# Code stored even after check engine light goes off ?



## drock (Apr 18, 2004)

My 95 Sentra has been hitting check engine light after every 300-600 miles for the last 3/4 months. Once it went off automatically after 2/3 days of driving, and rest of the times just I reset the battery to turn it off. I once pulled two codes, P0505 IAC malfunction, P0136 O2 sensor but didn't have the money to fix it at that time. Plus, my idle was just fine.. and car runs great.. But now, after getting stuck with that light so many times, last week when the light came on, I made an appointment with a good mechanic to do a proper diagnosis of the problem... Tomorrow is the appointment date, and the damn light has disappeared tonight.. while I was driving.. in front of my eyes !! 

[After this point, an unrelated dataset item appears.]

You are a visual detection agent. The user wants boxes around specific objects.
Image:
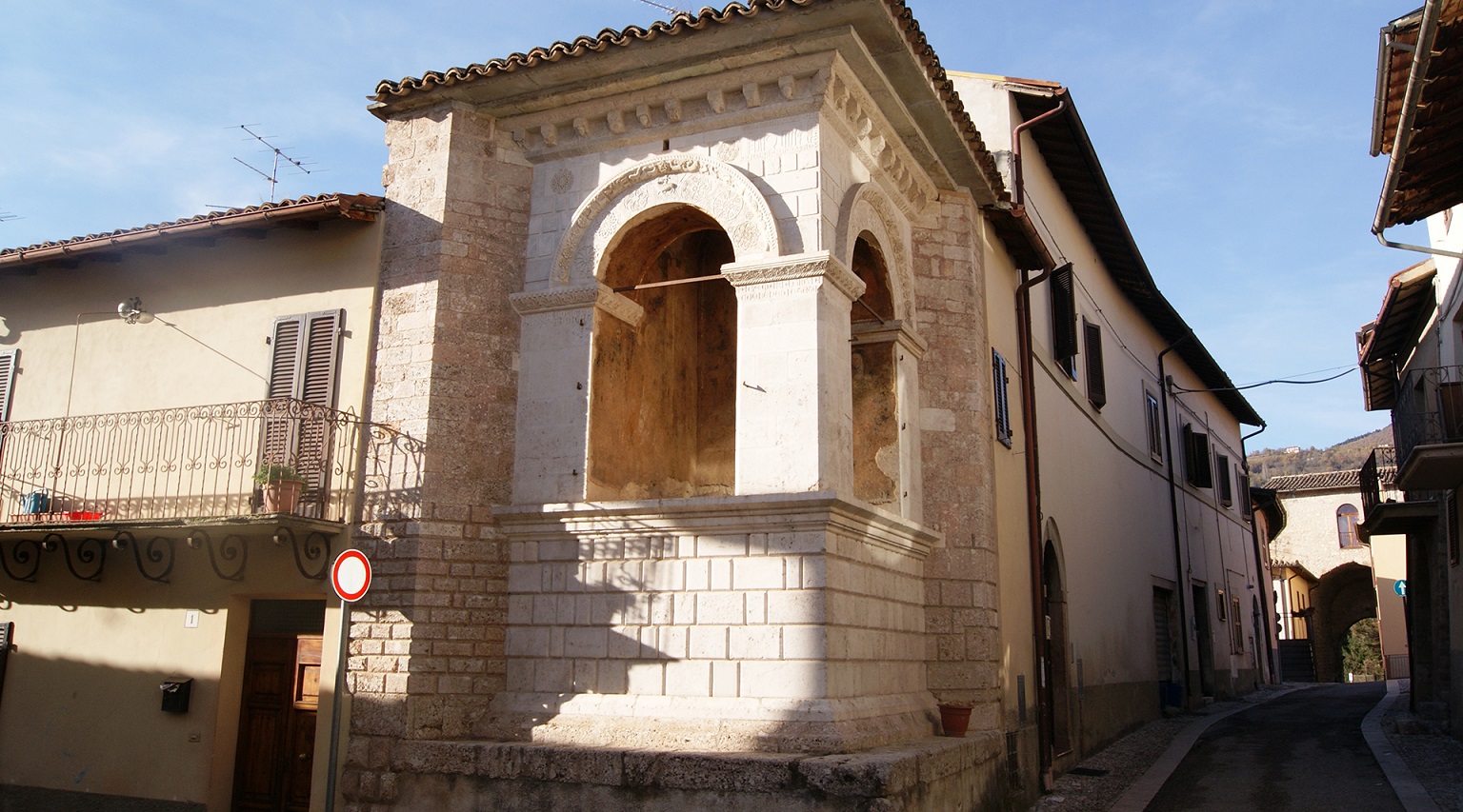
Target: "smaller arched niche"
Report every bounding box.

Now, - can anyone pls tell me whether the code is still stored in the computer now ? - Cause if the code is stored, I might still do the diagnosis..I'm sure that light will come back!

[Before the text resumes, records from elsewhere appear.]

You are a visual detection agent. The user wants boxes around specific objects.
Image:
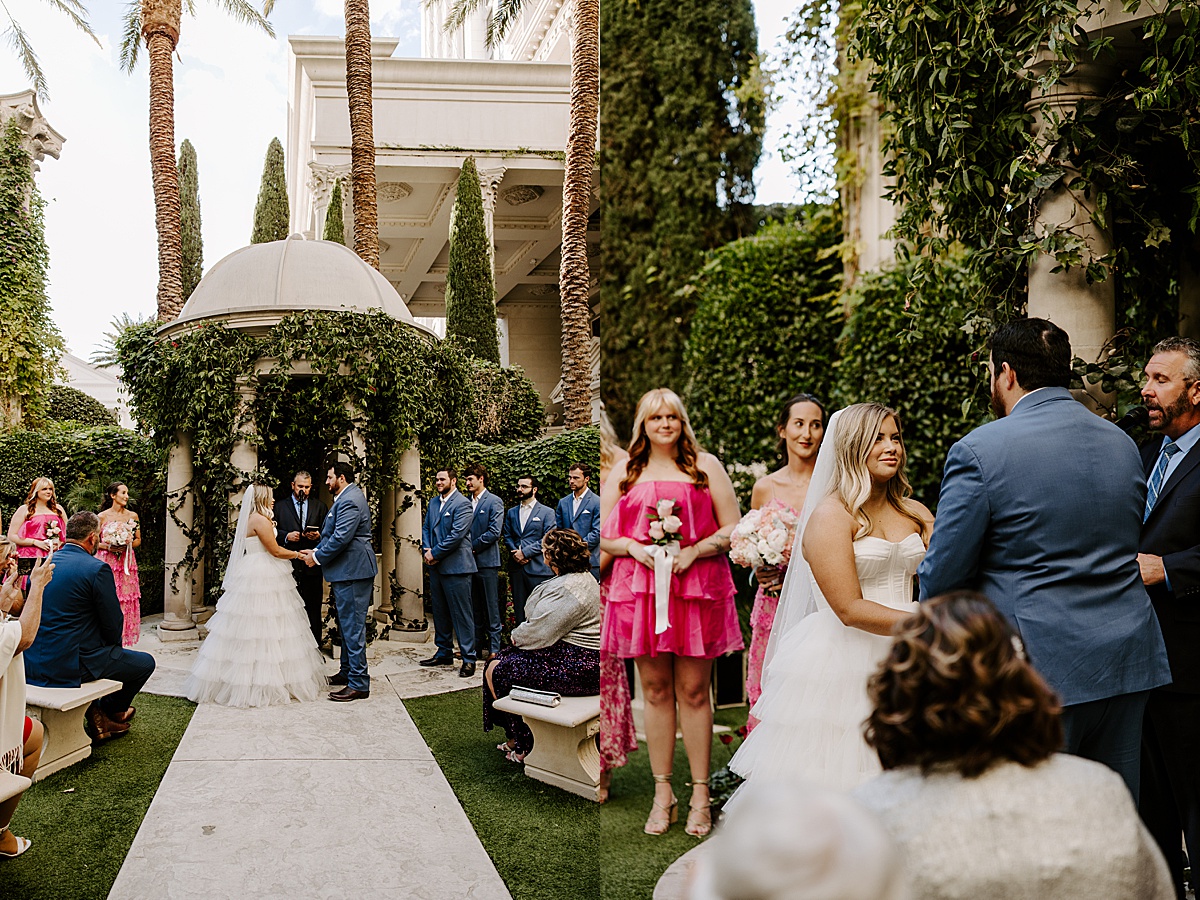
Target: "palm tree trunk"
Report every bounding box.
[558,0,600,428]
[142,0,184,322]
[346,0,379,269]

The light generally comes back when I'm driving uphill, or need some power.. but can't get any.

BTW - I just did an alignment and wheel balancing yesterday..but I am sure that it has no reason to fix the CEL off..

Thanks !!


----------



## MagicPie (Jun 23, 2004)

something has to happen three time before the light comes on it will store a error that occur but not enough times to trigger the light so unless the ecu was reset it should still have the code


----------



## drock (Apr 18, 2004)

MagicPie said:


> something has to happen three time before the light comes on it will store a error that occur but not enough times to trigger the light so unless the ecu was reset it should still have the code


Thanks! Well, yes I know that 3 times thing.. but my question is that "something" must have happened to turn off the light (cause I didn't reset the ECU).. now, did it remove the code too alongwith the light ?


----------



## lshadoff (Nov 26, 2002)

From the B14 FSM:









Lew


----------



## drock (Apr 18, 2004)

Ishadoff !! Great Info ! Thanks a lot... 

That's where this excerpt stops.